Pour redorer leur blason auprès de leurs électeurs, plusieurs parlementaires, dont ceux de l’ex-alliance présidentielle – FLN, RND, TAJ et MPA -, envisagent donc de faire barrage à la LFC, et de voter contre, certains pour la première fois de leur mandat, contre un projet de loi gouvernemental. « Ce geste, en signe de protestation, permettrait à des élus de conserver éventuellement leur siège aux prochaines législatives anticipées », confie à Jeune Afrique une source à l’Assemblée populaire nationale. A moins que le pouvoir renonce à son projet…

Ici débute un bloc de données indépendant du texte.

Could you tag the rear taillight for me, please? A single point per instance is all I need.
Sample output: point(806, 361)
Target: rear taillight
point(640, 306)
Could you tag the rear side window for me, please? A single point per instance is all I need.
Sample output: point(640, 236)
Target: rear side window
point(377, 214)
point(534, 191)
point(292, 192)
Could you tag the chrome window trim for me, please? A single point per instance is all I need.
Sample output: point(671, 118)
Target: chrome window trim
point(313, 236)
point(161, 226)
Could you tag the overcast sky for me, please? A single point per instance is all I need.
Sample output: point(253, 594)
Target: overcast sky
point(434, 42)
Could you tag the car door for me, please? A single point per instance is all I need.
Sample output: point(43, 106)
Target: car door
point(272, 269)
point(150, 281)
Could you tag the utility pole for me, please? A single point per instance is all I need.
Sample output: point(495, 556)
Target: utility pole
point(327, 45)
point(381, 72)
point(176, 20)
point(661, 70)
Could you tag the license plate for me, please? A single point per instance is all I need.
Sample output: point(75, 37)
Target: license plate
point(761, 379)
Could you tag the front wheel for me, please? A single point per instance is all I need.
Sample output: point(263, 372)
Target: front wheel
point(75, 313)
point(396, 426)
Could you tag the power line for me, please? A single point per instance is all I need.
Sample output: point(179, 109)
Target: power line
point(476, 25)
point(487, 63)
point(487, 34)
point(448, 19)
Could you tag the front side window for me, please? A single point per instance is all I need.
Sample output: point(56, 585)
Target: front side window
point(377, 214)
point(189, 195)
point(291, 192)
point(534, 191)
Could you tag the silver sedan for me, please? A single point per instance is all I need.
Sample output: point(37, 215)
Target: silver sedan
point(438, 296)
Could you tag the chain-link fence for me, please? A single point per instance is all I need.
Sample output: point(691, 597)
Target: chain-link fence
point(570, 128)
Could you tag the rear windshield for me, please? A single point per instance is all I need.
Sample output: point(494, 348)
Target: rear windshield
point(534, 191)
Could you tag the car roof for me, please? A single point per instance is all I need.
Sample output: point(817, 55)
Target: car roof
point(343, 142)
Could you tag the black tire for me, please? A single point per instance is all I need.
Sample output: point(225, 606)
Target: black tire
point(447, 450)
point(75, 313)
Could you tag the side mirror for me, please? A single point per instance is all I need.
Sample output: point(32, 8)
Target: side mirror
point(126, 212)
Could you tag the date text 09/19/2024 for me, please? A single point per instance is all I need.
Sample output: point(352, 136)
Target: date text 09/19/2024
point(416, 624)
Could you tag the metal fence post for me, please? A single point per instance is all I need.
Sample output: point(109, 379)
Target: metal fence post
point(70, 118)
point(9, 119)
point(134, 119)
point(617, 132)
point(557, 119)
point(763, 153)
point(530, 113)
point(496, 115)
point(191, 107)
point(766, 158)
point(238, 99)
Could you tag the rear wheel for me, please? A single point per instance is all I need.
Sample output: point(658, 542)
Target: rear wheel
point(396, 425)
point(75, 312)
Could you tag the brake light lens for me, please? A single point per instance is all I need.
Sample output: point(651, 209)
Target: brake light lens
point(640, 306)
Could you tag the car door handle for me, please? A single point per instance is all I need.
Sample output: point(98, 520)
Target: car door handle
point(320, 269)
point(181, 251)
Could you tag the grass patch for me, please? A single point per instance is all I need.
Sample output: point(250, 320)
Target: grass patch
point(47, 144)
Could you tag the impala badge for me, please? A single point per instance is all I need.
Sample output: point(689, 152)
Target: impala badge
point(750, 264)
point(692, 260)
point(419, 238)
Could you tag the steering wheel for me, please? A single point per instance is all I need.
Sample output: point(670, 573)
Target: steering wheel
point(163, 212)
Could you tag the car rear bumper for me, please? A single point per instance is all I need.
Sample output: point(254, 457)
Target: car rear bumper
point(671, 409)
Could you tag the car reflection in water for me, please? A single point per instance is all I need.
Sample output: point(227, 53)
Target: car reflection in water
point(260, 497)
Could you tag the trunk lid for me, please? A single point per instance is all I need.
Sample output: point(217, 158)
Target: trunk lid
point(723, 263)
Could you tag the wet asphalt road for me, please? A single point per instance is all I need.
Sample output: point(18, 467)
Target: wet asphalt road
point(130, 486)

Double désaveu pour Slimane Chenine

Slimane Chenine n’est pas seulement dans le collimateur des députés. Le président de l’APN  doit aussi composer avec le désaveu du président Abdelmadjid Tebboune. Ce mardi, El Mouradia a tenu à se désolidariser du calendrier des débats parlementaires. Un conseiller du chef de l’État a fait savoir à certains députés, par téléphone, que la présidence n’avait nullement fixé ce délai du 31 mai pour l’adoption de la LFC 2020. A en croire ce même conseiller, la décision a été prise par Slimane Chenine seul.

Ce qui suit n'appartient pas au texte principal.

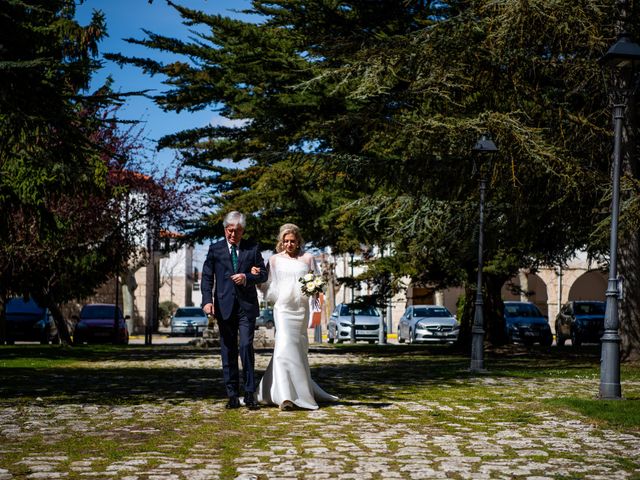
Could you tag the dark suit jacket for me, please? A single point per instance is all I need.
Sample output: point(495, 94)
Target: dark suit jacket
point(217, 287)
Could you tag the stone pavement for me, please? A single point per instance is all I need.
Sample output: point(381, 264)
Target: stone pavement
point(371, 438)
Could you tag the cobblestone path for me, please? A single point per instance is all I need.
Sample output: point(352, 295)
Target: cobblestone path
point(387, 433)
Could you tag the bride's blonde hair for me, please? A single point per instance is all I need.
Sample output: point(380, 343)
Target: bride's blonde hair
point(286, 229)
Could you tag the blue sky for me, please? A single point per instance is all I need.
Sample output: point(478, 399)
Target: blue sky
point(127, 18)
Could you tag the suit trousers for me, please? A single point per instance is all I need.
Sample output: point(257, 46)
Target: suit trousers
point(237, 327)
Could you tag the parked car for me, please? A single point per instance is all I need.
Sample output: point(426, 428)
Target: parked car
point(367, 322)
point(428, 324)
point(188, 321)
point(581, 321)
point(265, 319)
point(95, 324)
point(526, 324)
point(27, 321)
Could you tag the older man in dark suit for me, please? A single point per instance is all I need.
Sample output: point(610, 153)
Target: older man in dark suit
point(229, 293)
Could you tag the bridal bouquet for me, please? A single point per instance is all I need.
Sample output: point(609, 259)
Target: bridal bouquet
point(311, 284)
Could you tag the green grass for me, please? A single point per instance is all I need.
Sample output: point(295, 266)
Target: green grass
point(621, 414)
point(428, 390)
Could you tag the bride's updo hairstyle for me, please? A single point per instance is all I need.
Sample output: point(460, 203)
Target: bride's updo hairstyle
point(286, 229)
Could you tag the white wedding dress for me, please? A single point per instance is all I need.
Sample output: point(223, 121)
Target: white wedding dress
point(288, 377)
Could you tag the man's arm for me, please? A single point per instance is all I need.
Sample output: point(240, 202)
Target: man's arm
point(208, 282)
point(258, 261)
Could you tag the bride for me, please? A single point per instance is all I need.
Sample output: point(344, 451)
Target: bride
point(287, 381)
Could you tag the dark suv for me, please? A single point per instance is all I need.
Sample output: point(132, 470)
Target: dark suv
point(27, 321)
point(96, 322)
point(526, 324)
point(580, 321)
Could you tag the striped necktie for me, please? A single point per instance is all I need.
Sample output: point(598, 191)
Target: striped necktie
point(234, 257)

Réputé proche du général Wassini Bouazza – l’ex-directeur de la sécurité intérieure, remplacé le 16 avril par le général-major Mohamed Bouzit -, la troisième personne de l’État se retrouverait en porte-à-faux avec le nouveau pouvoir. D’autant que l’élu islamiste est soupçonné d’avoir soutenu la candidature d’Azzedine Mihoubi lors de la présidentielle de décembre 2019.

Un enregistrement audio d’une conversation d’Amira Slim, députée RND pour la Zone 3 (Tunis), vient d’ailleurs aggraver le cas du président de l’APN. Dans l’extrait qui a fait le tour de l’hémicycle, l’élue reproche à Slimane Chenine son soutien exagéré au pouvoir actuel, en le qualifiant de faux opposant au pouvoir, lui qui s’est affiché durant des années comme un député islamiste de l’opposition.